My live tests against 10.0.17763.8755 predated the public TLS analysis and exercised plaintext segmentation and HTTP.sys body/header variations. They did not crash the target because in-order buffers were merged and out-of-order data remained in TCP’s reassembly queue. Those results describe the plaintext path only; they do not test or falsify the HTTPS trigger. I have not independently reproduced the TLS-triggered bugcheck. The ZDI technical analysis documents the record-per-header behavior, and a public proof of concept implements that request pattern.

Conclusion

CVE-2026-47291 is a 16-bit capacity wrap in HTTP.sys’s per-request buffer-reference array. An unchecked grow-by-five operation can reduce a nearly full capacity to zero. The next resize trusts that wrapped capacity for its allocation but trusts the large count for its copy, producing a kernel pool overflow.

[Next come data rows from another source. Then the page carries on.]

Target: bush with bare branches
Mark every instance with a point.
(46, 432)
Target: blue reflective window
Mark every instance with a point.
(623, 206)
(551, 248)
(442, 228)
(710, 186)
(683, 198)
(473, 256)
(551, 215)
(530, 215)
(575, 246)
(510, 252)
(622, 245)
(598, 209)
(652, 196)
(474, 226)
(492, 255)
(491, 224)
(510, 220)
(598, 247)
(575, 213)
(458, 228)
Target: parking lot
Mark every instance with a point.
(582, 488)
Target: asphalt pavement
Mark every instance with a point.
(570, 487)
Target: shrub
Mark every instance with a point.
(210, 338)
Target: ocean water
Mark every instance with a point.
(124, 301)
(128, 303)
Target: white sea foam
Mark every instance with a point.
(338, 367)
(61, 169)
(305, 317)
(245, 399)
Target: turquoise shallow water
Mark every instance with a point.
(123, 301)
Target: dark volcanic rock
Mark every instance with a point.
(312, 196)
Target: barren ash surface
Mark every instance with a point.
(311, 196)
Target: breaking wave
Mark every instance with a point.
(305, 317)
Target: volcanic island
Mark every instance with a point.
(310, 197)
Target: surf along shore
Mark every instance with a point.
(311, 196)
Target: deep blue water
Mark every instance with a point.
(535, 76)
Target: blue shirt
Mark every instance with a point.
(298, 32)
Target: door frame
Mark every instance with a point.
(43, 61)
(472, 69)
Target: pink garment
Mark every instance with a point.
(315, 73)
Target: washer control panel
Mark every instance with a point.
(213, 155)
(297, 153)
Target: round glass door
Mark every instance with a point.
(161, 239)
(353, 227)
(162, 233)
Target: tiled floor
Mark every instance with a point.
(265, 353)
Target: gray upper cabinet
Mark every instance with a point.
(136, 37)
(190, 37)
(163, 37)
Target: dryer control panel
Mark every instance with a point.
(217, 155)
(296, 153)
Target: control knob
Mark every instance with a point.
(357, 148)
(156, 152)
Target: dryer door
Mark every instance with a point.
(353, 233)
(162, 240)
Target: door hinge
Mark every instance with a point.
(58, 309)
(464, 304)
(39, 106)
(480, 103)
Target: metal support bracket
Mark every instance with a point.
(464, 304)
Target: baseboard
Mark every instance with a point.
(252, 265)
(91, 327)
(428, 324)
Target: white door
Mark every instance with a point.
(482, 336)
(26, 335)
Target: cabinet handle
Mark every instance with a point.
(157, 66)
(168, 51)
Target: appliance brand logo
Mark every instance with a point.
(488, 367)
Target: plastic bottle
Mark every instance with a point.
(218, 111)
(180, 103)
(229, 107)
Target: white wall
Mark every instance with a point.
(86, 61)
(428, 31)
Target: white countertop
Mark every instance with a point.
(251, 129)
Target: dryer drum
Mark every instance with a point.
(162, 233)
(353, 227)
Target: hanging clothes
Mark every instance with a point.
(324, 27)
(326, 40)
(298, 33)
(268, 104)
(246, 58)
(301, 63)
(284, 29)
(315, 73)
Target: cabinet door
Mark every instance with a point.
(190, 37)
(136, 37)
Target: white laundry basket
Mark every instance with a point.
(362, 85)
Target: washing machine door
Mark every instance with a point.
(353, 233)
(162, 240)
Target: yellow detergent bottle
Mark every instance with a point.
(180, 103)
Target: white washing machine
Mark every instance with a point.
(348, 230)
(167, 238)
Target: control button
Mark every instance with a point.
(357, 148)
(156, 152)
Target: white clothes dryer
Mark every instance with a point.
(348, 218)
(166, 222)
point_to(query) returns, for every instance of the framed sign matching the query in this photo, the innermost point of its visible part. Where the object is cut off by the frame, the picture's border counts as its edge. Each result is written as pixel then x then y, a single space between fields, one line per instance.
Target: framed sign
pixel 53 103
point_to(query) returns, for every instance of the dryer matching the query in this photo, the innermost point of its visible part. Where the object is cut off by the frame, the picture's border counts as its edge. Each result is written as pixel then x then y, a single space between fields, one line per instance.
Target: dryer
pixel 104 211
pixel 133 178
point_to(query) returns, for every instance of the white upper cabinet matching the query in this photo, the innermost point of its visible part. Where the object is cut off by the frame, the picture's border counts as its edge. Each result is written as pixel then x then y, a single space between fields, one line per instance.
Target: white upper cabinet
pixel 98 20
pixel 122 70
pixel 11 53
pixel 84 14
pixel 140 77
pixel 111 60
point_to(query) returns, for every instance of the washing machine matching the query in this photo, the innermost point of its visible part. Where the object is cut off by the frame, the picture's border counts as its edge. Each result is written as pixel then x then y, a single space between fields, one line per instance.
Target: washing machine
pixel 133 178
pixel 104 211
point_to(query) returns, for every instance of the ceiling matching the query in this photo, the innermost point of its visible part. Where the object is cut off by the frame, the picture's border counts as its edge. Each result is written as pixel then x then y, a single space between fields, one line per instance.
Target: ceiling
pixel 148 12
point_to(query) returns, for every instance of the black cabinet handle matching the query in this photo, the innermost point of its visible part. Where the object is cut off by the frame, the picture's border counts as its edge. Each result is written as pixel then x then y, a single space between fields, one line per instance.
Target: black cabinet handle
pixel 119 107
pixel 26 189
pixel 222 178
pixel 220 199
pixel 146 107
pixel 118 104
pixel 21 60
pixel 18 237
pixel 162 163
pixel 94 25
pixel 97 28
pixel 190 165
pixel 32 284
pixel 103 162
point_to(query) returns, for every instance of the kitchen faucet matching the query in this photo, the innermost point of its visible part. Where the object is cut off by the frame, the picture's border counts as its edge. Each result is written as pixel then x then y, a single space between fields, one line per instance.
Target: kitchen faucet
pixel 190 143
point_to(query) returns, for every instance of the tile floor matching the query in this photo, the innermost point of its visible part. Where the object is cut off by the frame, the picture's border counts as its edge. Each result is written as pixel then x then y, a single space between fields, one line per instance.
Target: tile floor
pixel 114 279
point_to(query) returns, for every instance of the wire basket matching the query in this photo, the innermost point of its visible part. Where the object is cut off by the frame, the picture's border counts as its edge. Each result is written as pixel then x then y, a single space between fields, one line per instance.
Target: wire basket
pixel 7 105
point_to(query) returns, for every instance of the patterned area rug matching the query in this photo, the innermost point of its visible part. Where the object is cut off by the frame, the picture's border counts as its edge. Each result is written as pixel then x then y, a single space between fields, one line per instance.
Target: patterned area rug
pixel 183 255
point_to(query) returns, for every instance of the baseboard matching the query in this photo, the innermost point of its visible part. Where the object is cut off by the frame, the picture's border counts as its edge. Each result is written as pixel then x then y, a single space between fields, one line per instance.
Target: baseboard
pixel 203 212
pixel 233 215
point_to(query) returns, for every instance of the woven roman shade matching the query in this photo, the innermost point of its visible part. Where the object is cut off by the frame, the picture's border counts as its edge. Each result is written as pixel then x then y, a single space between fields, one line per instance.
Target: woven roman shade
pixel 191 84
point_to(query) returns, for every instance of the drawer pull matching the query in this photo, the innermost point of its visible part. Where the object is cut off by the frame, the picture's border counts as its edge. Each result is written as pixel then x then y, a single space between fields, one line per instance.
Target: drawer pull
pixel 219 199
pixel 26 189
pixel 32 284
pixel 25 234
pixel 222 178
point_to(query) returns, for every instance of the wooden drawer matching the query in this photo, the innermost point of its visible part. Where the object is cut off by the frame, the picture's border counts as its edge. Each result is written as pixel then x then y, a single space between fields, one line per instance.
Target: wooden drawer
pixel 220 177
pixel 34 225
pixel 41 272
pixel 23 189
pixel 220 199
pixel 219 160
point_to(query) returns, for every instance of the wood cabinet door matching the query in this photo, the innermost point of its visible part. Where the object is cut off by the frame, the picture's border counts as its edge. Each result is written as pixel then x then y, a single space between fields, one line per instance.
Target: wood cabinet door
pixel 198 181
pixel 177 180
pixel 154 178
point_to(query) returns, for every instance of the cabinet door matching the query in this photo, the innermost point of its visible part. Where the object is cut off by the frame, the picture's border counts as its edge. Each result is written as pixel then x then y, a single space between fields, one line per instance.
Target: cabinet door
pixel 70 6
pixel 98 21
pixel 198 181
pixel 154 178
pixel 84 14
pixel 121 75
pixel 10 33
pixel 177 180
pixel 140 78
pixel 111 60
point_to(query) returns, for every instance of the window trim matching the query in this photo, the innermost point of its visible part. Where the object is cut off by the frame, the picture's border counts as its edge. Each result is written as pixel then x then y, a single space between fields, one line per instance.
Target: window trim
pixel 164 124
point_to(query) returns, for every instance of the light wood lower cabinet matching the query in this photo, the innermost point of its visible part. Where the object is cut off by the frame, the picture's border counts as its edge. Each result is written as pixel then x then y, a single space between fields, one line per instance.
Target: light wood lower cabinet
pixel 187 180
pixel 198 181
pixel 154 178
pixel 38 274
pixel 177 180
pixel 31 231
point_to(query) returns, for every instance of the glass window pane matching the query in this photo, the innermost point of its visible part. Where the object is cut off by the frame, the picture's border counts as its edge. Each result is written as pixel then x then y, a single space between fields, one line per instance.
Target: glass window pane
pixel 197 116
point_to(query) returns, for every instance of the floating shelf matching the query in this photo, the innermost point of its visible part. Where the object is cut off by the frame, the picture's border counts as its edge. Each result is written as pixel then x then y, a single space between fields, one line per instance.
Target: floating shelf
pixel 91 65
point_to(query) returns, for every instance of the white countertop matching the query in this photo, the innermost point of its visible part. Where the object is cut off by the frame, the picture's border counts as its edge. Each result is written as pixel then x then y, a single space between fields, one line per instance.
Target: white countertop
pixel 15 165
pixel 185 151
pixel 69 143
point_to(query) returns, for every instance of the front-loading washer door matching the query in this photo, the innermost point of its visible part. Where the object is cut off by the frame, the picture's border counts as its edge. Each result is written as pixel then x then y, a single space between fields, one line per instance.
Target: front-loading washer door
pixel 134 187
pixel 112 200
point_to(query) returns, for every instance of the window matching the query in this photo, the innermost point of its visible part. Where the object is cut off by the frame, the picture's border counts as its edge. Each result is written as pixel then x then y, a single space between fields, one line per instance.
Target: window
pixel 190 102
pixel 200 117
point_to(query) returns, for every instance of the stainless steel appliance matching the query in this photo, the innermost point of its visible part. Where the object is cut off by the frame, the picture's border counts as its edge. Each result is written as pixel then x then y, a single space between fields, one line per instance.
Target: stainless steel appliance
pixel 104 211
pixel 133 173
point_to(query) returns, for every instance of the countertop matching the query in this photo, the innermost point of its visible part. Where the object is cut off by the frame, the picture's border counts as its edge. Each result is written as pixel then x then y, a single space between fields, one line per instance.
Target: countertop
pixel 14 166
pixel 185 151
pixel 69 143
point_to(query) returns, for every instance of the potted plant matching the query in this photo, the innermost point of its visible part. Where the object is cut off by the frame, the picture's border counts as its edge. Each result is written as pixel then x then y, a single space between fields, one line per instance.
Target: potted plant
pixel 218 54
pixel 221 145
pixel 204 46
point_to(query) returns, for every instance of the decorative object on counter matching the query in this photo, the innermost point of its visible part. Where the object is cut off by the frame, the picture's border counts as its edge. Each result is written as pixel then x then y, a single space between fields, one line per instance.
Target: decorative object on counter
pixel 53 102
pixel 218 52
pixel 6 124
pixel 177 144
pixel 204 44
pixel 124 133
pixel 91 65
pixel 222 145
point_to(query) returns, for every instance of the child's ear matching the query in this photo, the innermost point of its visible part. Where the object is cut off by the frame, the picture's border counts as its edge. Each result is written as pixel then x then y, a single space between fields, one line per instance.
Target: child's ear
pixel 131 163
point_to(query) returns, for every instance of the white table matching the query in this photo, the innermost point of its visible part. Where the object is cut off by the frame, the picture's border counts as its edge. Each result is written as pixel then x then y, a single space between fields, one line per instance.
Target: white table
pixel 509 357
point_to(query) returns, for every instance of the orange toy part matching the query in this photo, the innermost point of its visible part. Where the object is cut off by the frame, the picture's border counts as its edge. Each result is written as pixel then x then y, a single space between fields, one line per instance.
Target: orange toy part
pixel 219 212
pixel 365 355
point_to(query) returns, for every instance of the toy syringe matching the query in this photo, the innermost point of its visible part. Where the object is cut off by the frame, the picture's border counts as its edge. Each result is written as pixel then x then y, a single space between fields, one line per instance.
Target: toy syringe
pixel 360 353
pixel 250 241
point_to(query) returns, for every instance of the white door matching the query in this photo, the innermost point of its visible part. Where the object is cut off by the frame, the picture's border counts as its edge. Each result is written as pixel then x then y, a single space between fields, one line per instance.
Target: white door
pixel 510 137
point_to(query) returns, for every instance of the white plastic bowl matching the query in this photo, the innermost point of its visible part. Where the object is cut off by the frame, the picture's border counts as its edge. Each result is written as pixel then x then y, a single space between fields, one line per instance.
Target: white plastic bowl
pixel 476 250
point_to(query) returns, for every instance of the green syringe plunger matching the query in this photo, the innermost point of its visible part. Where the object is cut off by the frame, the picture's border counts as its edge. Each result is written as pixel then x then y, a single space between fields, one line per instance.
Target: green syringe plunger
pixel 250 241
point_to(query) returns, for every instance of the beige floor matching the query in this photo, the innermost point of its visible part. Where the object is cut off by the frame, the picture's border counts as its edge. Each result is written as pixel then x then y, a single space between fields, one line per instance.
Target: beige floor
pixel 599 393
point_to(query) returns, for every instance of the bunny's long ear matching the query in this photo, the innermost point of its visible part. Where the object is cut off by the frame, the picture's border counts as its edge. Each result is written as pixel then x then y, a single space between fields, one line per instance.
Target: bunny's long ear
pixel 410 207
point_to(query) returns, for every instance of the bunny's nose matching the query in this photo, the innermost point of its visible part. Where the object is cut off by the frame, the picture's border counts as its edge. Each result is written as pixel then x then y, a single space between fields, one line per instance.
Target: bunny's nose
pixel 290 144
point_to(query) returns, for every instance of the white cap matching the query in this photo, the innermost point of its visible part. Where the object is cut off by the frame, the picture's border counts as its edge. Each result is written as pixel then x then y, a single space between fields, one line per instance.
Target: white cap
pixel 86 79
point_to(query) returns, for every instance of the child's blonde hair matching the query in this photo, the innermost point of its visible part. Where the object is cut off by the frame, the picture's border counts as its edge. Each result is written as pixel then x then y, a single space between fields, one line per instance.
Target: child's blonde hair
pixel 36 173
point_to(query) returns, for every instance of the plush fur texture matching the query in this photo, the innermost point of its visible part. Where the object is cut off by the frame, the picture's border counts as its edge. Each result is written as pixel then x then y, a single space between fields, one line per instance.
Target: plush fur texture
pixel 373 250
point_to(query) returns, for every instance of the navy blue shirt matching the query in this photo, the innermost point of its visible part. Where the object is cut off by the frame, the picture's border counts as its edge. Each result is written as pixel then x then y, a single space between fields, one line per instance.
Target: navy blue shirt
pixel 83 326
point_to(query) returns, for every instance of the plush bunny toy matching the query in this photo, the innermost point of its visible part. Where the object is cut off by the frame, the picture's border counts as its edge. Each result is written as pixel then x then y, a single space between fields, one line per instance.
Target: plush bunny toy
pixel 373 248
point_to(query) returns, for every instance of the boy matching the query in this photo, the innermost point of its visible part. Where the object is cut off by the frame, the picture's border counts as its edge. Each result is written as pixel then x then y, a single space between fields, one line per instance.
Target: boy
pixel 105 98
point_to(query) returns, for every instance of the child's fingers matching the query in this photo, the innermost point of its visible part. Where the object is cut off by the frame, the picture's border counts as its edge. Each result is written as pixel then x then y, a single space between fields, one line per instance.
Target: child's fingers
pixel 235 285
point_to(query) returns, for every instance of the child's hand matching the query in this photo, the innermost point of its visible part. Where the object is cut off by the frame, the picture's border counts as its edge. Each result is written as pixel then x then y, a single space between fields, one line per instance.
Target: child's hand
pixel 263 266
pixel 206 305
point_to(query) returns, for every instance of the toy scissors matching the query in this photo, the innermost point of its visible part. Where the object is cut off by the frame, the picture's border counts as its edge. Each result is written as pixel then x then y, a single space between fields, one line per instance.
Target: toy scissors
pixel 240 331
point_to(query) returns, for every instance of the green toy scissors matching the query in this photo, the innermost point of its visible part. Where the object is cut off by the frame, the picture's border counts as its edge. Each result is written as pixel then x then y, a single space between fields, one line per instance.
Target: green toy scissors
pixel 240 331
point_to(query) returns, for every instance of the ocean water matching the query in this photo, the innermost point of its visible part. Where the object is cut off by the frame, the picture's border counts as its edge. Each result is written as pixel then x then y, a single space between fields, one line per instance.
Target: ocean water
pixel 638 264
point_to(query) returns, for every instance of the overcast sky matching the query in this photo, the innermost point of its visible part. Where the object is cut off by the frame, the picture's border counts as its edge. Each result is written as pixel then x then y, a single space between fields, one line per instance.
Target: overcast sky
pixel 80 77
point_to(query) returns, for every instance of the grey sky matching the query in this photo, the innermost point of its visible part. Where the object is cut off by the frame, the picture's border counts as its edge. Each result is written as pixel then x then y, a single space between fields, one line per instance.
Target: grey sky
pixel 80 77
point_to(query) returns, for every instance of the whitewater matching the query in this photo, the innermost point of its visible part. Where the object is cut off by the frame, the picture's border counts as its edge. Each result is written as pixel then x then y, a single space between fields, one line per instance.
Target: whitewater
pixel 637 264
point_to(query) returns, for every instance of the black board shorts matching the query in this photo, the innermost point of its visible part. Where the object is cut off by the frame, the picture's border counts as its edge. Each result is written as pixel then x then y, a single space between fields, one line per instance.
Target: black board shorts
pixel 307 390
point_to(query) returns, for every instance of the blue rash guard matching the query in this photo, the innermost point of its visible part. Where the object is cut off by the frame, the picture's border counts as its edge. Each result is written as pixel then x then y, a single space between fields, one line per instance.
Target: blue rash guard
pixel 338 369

The patch closes the primitive directly with an unsigned wrap check and adds a companion header-count limit. On unpatched systems, concrete exposure requires an HTTPS listener accepting HTTP/1.x and a MaxRequestBytes value large enough for roughly 65,536 short, separately encrypted header records. The theoretical minimum is about 262,144 bytes; practical encodings can require more. The default 16384 configuration is insufficient, and Microsoft’s published pre-update mitigation value is 65534. Installing the June 2026 update remains the proper fix.